Understanding the runtime of numpy.where and equivalent alternatives

Question

According to http://docs.scipy.org/doc/numpy/reference/generated/numpy.where.html, if x and y are given and input arrays are 1-D, where is equivalent to [xv if c else yv for (c,xv, yv) in zip(x!=0, 1/x, x)]. When doing runtime benchmarks, however, they have significantly different speeds:

x = np.array(range(-500, 500))

%timeit np.where(x != 0, 1/x, x)
10000 loops, best of 3: 23.9 µs per loop

%timeit [xv if c else yv for (c,xv, yv) in zip(x!=0, 1/x, x)]
1000 loops, best of 3: 232 µs per loop

Is there a way I can rewrite the second form so that it has a similar runtime to the first? The reason I ask is because I'd like to use a slightly modified version of the second case to avoid division by zero errors:

[1 / xv if c else xv for (c,xv) in zip(x!=0, x)]

Another question: the first case returns a numpy array while the second case returns a list. Is the most efficient way to have the second case return an array is to first make a list and then convert the list to an array?

np.array([xv if c else yv for (c,xv, yv) in zip(x!=0, 1/x, x)])

Thanks!

Answer 1

You just asked about 'delaying' the 'where':

numpy.where : how to delay evaluating parameters?

and someone else just asked about divide by zero:

Replace all elements of a matrix by their inverses

When people say that where is similar to the list comprehension, they attempt to describe the action, not the actual implementation.

np.where called with just one argument is the same as np.nonzero. This quickly (in compiled code) loops through the argument, and collects the indices of all non-zero values.

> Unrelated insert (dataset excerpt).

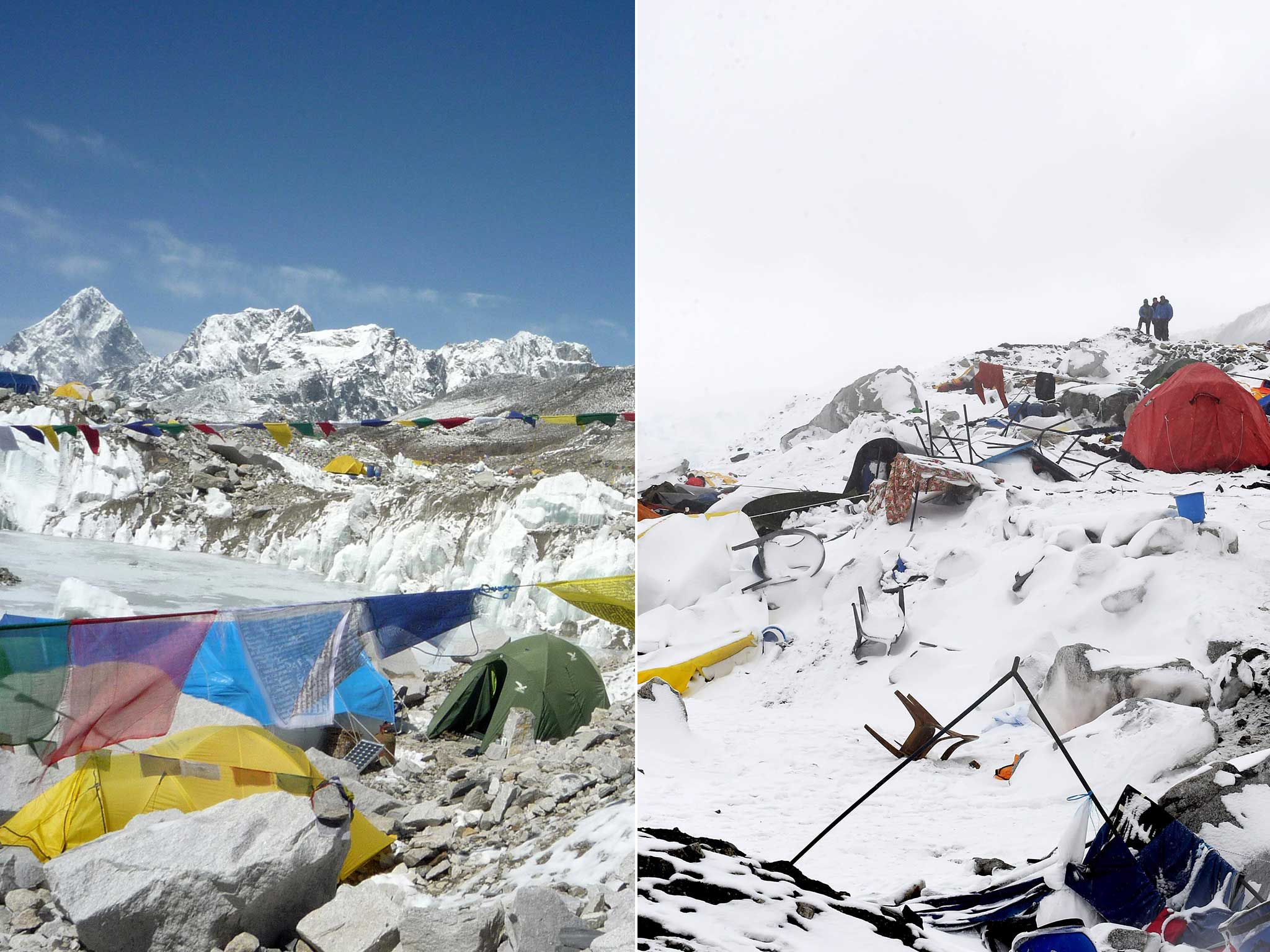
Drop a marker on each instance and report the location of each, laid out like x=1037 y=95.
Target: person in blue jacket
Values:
x=1161 y=315
x=1146 y=315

np.where when called with 3 arguments, returns a new array, collecting values from the 2 and 3rd arguments based on the nonzero values. But it's important to realize that those arguments must be other arrays. They are not functions that it evaluates element by element.

So the where is more like:

m1 = 1/xv
m2 = xv
[v1 if c else v2 for (c, v1, v2) in zip(x!=0, m1, m2)]

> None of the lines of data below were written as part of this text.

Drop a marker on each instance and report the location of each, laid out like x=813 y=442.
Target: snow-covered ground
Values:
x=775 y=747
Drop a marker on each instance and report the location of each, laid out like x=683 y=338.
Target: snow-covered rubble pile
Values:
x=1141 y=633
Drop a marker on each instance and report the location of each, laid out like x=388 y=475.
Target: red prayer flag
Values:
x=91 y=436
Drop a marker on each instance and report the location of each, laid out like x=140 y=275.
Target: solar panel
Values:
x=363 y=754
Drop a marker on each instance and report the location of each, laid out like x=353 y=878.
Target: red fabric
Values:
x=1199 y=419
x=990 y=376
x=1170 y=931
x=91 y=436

It's easy to run this iteration in compiled code because it just involves 3 arrays of matching size (matching via broadcasting).

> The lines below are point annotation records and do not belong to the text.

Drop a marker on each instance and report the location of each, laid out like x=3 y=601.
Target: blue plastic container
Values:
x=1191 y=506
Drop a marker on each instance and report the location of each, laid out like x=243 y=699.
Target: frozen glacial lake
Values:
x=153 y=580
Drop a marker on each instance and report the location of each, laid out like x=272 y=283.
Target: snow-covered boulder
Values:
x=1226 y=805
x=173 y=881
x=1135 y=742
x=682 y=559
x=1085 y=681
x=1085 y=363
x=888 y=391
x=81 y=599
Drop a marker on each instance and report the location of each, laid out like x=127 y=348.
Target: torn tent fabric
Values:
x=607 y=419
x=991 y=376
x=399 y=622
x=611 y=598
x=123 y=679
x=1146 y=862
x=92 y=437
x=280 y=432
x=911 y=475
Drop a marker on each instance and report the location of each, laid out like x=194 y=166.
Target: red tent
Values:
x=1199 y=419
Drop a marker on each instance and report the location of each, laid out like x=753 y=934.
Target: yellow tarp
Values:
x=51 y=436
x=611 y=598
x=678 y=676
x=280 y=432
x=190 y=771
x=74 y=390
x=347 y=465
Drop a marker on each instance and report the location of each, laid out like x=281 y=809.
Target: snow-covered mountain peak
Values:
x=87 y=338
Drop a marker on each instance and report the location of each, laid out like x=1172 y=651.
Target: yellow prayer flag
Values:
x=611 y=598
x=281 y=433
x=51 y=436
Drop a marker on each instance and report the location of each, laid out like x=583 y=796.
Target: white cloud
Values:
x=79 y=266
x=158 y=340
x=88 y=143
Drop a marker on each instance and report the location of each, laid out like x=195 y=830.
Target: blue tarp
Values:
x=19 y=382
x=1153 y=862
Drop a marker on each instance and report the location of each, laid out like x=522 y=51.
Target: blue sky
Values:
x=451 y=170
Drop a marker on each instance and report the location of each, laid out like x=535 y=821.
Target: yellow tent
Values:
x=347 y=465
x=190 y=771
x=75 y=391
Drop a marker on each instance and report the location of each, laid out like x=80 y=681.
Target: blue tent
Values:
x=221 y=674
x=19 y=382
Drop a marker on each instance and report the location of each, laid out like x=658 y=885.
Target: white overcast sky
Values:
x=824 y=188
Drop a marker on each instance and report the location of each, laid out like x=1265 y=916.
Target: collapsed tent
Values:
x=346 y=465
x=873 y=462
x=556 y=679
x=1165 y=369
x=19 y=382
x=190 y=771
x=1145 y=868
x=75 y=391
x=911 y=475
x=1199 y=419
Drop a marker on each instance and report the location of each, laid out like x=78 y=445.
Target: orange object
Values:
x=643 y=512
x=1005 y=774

np.array([...]) is a reasonable way of converting a list (or list comprehension) into an array. It may be a little slower than some alternatives because np.array is a powerful general purpose function. np.fromiter([], dtype) may be faster in some cases, because it isn't as general (you have to specify dtype, and it it only works with 1d).

There are 2 time proven strategies for getting more speed in element-by-element calculations:

• use packages like numba and cython to rewrite the problem as c code

• rework your calculations to use existing numpy methods. The use of masking to avoid divide by zero is a good example of this.

=====================

np.ma.where, the version for masked arrays is written in Python. Its code might be instructive. Note in particular this piece:

# Construct an empty array and fill it
d = np.empty(fc.shape, dtype=ndtype).view(MaskedArray)
np.copyto(d._data, xv.astype(ndtype), where=fc)
np.copyto(d._data, yv.astype(ndtype), where=notfc)

It makes a target, and then selectively copies values from the 2 inputs arrays, based on the condition array.

Answer 2

You can avoid division by zero while maintaining performance by using advanced indexing:

x = np.arange(-500, 500)

result = np.empty(x.shape, dtype=float) # set the dtype to whatever is appropriate
nonzero = x != 0
result[nonzero] = 1/x[nonzero]
result[~nonzero] = 0

Answer 3

If you for some reason want to bypass an error with numpy it might be worth looking into the errstate context:

x  = np.array(range(-500, 500))

with np.errstate(divide='ignore'): #ignore zero-division error
    x = 1/x
x[x!=x] = 0 #convert inf and NaN's to 0

Answer 4

Consider changing the array in place by using np.put():

In [56]: x = np.linspace(-1, 1, 5)

In [57]: x
Out[57]: array([-1. , -0.5,  0. ,  0.5,  1. ])

In [58]: indices = np.argwhere(x != 0)

In [59]: indices
Out[59]:
array([[0],
       [1],
       [3],
       [4]], dtype=int64)

In [60]: np.put(x, indices, 1/x[indices])

In [61]: x
Out[61]: array([-1., -2.,  0.,  2.,  1.])

The approach above does not create a new array, which could be very convenient if x is a large array.